Il n’est pas le seul. L’enquête révèle qu’une large majorité de RSSI estime que la capacité de la Gen AI à anticiper et à neutraliser les cybermenaces sophistiquées renforcera leur résilience organisationnelle face à un paysage de menaces numériques en constante évolution. Frédéric PégazFiornet, responsable de la santé numérique et de la cybersécurité pour la France, la Belgique et le Luxembourg chez Siemens Healthineers, témoigne ainsi dans le rapport : « Nous avons commencé à utiliser la Gen AI pour le diagnostic et d’autres applications. Je suis convaincu que dans les mois ou années à venir, l’IA et l’IA générative progresseront de manière significative.
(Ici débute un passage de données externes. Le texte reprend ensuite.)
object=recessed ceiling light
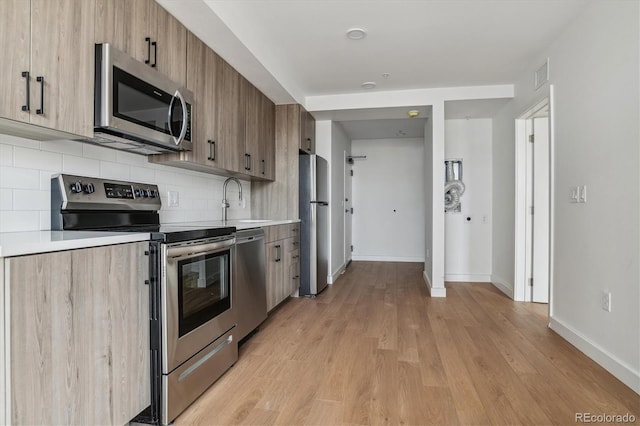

Il existe de nombreuses applications potentielles pour l’IA générative, notamment pour renforcer les mesures proactives contre les attaques. Actuellement, de nombreux directeurs de l’information sont réactifs plutôt que proactifs, manquant de plein engagement avec leurs outils de surveillance pendant les cyberattaques. »

Une ombre vient cependant ternir ce tableau extraordinairement positif : Moins de 50 % des organisations sont convaincues du potentiel de l’IA générative en matière de réduction des coûts. « Les frais liés à l’entraînement des modèles et les coûts opérationnels associés suscitent des inquiétudes légitimes et peuvent constituer un frein significatif à l’adoption de cette technologie » notent les rapporteurs.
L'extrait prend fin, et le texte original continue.